The fact is, Canada Place was never designed to handle multiple ships of the size that are commonplace today, and will be even bigger in the future. It’s hard to imagine that the cruise ship facility that opened under the iconic white sails of Canada Place back in 1986 could handle up to five ships. And together with the two-berth Ballantyne facility east of downtown, Vancouver could accommodate up to seven ships at once. But that was over 30 years ago and a completely different era when the average cruise ship carried far fewer guests and offered very few of the array of amenities that one would see on a vessel calling Vancouver today.
This season, Vancouver will welcome 840,000 cruise passengers — nearly three times as many as it did during Expo 86. And today, all of them are being funneled through a single terminal — the now three-berth Canada Place — as the Port of Vancouver recently closed the Ballantyne cruise facility for good. As the industry grows and ships get bigger, Canada Place will be put under the stress of more days like this Saturday. The result, we fear, will be a further decline in guest satisfaction and a growing stain on Vancouver’s international tourism reputation.
Cruising is big business for Vancouver and B.C. In 2016, the cruise lines, their guests and crew spent nearly $1 billion directly in B.C., employing local residents by the thousands — from longshore workers to taxi drivers to entertainers to summer students – and everything in between. All in, the total economic impact of the cruise industry in B.C. now totals $2.2 billion per year.
The cruise industry worldwide is growing.

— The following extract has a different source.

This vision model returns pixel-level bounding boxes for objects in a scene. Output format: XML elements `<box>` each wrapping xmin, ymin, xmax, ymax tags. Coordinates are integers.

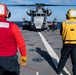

Passenger volumes are increasing by about seven per cent per year and global cruise ship capacity is set to expand by 40 per cent over the next decade. B.C. is well positioned to share in that growth and the resulting economic benefits. But the risk is, as cruise lines and their guests feel the growing strain of inadequate capacity in Vancouver, they will look for alternatives. Increasingly, Seattle is the alternative — a port that is growing its cruise business rapidly and has plans to double the economic benefits cruising brings to Washington State in the next decade. For every ship that foregoes Vancouver as a home port call — or is moved to another market — $3 million in direct local economic activity goes with it.
Like the cruise industry, convention business delivers significant benefits to the B.C. economy. Conventions at the Vancouver Convention Centre alone generate an estimated $300 million a year in economic activity. Unlike the cruise industry, however, when it became apparent that convention space in Vancouver was inadequate, new capacity was built. For the cruise industry, capacity in Vancouver has been reduced.
The cruise industry must plan years into the future. If Vancouver is to maintain its place on the Alaska cruise itinerary and take advantage of global growth, it needs to do the same. The Port’s current plans, focused on optimizing cruise business at Canada Place, will not adequately address current constraints or future opportunities. It’s time for a new plan. The cruise industry is looking to our partners at the Port, in the tourism sector and in government to work with us on a new plan that responds to evolving industry trends — and ensures the city, the region and the province can continue to share in the benefits of this popular and growing industry.
Greg Wirtz is president and CEO of Cruise Lines International Association, North West and Canada.